2006 Pulitzer Prize:

  • Fiction: March by Geraldine Brooks - “In the classic American novel LITTLE WOMEN, the father is more of a presence than a character. He’s serving in the Union Army at the beginning and comes home to recuperate from illness later on. Author Geraldine Brooks has taken the patriarch of the March family and spun an entire story. It is set in the Civil War, and flashbacks help flesh out the back story of his philosophical growth.”

  • Nonfiction: Imperial Reckoning: The Untold Story of Britain’s Gulag in Kenya by Caroline Elkins - “Forty years after Kenyan independence from Britain, the words “Mau Mau” still conjure images of crazed savages hacking up hapless white settlers with machetes. The British Colonial Office, struggling to preserve its far-flung empire of dependencies after World War II, spread hysteria about Kenya’s Mau Mau independence movement by depicting its supporters among the Kikuyu people as irrational terrorists and monsters. Caroline Elkins, a historian at Harvard University, has done a masterful job setting the record straight in her epic investigation, Imperial Reckoning .”

  • Biography: American Prometheus: The Triumph and Tragedy of J. Robert Oppenheimer by Kai Bird and Martin J. Sherwin - “delve deep into J. Robert Oppenheimer’s life and deliver a thorough and devastatingly sad biography of the man whose very name has come to represent the culmination of 20th century physics and the irrevocable soiling of science by governments eager to exploit its products.”

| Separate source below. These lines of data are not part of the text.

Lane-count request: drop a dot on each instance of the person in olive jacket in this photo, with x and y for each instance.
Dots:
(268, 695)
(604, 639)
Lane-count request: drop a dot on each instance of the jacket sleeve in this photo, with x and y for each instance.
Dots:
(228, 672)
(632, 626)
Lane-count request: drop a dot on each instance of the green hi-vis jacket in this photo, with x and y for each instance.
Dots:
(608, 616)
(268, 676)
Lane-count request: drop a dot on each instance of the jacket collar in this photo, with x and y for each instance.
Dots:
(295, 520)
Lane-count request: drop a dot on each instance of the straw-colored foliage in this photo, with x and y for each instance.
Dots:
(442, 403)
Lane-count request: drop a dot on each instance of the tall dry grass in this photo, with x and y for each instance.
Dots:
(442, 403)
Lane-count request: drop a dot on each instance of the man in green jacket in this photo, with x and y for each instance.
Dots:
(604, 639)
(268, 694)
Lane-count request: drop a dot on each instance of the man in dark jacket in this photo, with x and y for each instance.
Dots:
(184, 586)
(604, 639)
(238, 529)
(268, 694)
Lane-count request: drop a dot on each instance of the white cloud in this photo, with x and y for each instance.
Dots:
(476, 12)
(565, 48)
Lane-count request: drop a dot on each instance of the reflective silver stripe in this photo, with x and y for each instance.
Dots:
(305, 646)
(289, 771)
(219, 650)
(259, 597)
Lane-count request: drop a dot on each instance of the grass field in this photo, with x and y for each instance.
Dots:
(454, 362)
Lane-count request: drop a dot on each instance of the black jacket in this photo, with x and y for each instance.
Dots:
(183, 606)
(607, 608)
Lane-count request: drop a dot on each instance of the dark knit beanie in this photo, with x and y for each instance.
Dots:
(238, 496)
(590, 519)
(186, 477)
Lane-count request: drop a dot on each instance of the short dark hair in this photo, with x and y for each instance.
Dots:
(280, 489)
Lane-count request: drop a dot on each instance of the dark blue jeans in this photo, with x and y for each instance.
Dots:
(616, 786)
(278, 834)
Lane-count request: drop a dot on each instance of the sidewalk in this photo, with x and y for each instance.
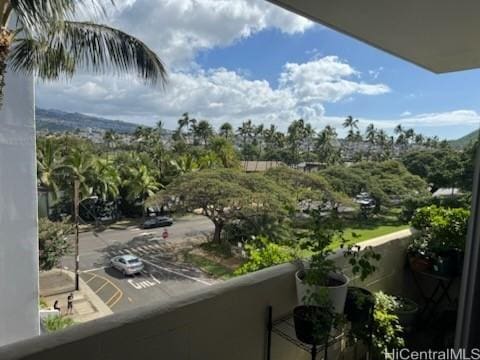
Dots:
(57, 284)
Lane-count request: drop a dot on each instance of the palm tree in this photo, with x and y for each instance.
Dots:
(183, 122)
(106, 180)
(419, 139)
(160, 127)
(295, 137)
(226, 130)
(203, 130)
(246, 131)
(141, 184)
(324, 146)
(309, 134)
(49, 165)
(350, 123)
(79, 165)
(51, 45)
(371, 134)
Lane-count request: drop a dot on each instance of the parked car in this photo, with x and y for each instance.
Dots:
(158, 221)
(127, 264)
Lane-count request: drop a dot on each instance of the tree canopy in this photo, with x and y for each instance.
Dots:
(225, 195)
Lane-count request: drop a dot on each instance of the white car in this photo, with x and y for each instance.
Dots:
(127, 264)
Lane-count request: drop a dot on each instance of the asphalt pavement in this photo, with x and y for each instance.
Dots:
(162, 277)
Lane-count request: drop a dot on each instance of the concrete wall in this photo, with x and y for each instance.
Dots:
(18, 213)
(224, 321)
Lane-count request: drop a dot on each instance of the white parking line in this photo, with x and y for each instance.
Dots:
(95, 269)
(176, 273)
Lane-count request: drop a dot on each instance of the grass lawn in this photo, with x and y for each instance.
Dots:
(360, 230)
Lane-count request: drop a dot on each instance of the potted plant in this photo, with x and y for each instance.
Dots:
(321, 286)
(387, 332)
(321, 274)
(360, 302)
(406, 311)
(444, 230)
(314, 320)
(419, 258)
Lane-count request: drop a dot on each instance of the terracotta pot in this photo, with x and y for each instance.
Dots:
(419, 263)
(337, 292)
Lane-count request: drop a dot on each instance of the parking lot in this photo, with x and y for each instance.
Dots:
(161, 278)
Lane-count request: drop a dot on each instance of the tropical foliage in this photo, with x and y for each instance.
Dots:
(51, 42)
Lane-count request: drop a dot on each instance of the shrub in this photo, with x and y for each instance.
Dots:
(53, 242)
(411, 204)
(443, 228)
(387, 331)
(55, 323)
(264, 255)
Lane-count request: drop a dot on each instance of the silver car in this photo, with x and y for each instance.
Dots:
(127, 264)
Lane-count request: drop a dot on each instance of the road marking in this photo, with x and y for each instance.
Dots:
(101, 287)
(138, 250)
(176, 273)
(140, 285)
(115, 298)
(93, 277)
(95, 269)
(114, 302)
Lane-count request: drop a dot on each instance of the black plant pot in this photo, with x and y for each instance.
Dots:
(445, 264)
(407, 313)
(359, 305)
(312, 323)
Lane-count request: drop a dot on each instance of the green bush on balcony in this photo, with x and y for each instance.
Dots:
(444, 229)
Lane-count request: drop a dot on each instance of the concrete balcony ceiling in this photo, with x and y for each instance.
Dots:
(439, 35)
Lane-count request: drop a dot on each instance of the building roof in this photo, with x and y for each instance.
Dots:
(439, 35)
(260, 166)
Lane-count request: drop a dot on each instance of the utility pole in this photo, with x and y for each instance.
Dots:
(76, 203)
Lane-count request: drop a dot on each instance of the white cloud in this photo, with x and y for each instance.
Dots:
(375, 73)
(178, 29)
(218, 95)
(428, 122)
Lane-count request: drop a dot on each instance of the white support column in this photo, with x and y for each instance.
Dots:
(19, 317)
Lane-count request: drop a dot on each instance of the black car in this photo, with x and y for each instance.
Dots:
(158, 221)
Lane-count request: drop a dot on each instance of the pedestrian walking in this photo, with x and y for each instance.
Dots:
(70, 304)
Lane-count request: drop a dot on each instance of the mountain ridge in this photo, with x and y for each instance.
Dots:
(54, 120)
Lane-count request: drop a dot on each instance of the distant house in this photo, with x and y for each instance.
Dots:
(260, 166)
(311, 166)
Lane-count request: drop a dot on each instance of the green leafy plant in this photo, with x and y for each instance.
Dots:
(442, 229)
(42, 304)
(362, 260)
(53, 242)
(387, 331)
(56, 323)
(262, 254)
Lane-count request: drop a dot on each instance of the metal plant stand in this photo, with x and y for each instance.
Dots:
(285, 328)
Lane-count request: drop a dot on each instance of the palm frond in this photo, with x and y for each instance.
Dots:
(37, 14)
(33, 56)
(69, 45)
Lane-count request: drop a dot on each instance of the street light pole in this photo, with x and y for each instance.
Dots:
(76, 200)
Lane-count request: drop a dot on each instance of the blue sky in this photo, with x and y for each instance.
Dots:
(414, 90)
(251, 60)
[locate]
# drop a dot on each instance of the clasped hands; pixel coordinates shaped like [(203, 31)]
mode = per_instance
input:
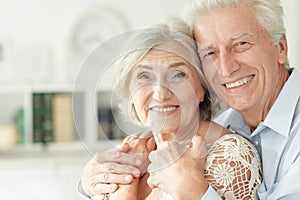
[(141, 166)]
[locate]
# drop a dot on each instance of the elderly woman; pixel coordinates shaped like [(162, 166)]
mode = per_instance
[(161, 87)]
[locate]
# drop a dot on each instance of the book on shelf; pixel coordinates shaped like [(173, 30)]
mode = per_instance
[(107, 125), (52, 117)]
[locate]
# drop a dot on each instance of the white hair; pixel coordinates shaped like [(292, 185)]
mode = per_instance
[(269, 14)]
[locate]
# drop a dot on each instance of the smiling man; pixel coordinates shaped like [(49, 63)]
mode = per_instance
[(243, 50)]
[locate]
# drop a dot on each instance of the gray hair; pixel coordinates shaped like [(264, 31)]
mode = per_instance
[(269, 14), (176, 37)]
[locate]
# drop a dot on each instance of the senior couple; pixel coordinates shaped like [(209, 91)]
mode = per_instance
[(250, 151)]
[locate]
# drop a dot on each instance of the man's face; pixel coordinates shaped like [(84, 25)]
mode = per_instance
[(239, 59)]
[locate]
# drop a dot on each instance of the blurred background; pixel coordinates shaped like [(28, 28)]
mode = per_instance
[(43, 43)]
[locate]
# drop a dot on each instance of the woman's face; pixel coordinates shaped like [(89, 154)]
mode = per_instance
[(166, 92)]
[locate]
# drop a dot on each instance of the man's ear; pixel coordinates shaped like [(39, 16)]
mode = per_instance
[(282, 50)]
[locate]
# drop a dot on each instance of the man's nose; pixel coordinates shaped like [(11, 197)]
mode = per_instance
[(227, 63)]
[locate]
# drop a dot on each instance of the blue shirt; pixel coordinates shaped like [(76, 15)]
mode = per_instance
[(277, 139)]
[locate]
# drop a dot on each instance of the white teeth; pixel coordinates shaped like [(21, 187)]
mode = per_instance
[(239, 83), (158, 109)]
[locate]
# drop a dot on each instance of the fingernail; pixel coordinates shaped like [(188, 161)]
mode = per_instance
[(138, 162), (113, 187), (128, 178)]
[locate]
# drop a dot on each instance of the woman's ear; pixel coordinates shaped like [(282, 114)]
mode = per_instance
[(282, 50)]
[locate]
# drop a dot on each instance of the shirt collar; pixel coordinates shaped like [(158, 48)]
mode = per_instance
[(281, 115)]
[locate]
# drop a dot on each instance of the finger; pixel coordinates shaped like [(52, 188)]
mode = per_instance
[(102, 189), (113, 178), (119, 157), (115, 168), (148, 134), (151, 181), (125, 147), (151, 144)]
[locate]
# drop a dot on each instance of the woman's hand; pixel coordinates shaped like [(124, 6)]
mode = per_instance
[(178, 170), (106, 171)]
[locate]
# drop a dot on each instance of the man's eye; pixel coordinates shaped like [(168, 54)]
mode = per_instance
[(242, 46), (209, 54)]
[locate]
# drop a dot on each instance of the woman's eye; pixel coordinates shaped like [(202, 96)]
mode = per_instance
[(208, 54), (143, 76)]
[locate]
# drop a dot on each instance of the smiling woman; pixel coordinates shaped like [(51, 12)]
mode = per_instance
[(161, 87)]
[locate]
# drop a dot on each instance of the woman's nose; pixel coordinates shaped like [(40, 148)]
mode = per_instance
[(161, 92)]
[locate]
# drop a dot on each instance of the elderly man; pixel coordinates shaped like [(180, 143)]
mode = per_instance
[(243, 50)]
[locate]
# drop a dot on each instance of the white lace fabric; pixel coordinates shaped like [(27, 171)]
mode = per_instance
[(233, 168)]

  • History: Polio: An American Story by David M. Oshinsky - “All who lived in the early 1950s remember the fear of polio and the elation felt when a successful vaccine was found. Now David Oshinsky tells the gripping story of the polio terror and of the intense effort to find a cure, from the March of Dimes to the discovery of the Salk and Sabin vaccines–and beyond.”

  • Poetry: Late Wife by Claudia Emerson - “a woman explores her disappearance from one life and reappearance in another as she addresses her former husband, herself, and her new husband in a series of epistolary poems.”

I’m actually going to start with The Road by Cormac McCarthy. It was recommended to me by my significant other who recently read the book. She told me it was a great book about “a journey of a man and his son in a postapocalyptic setting.” It’s also a short read to get me back into the book reading habit. I hope I can put it in the “captivating” category!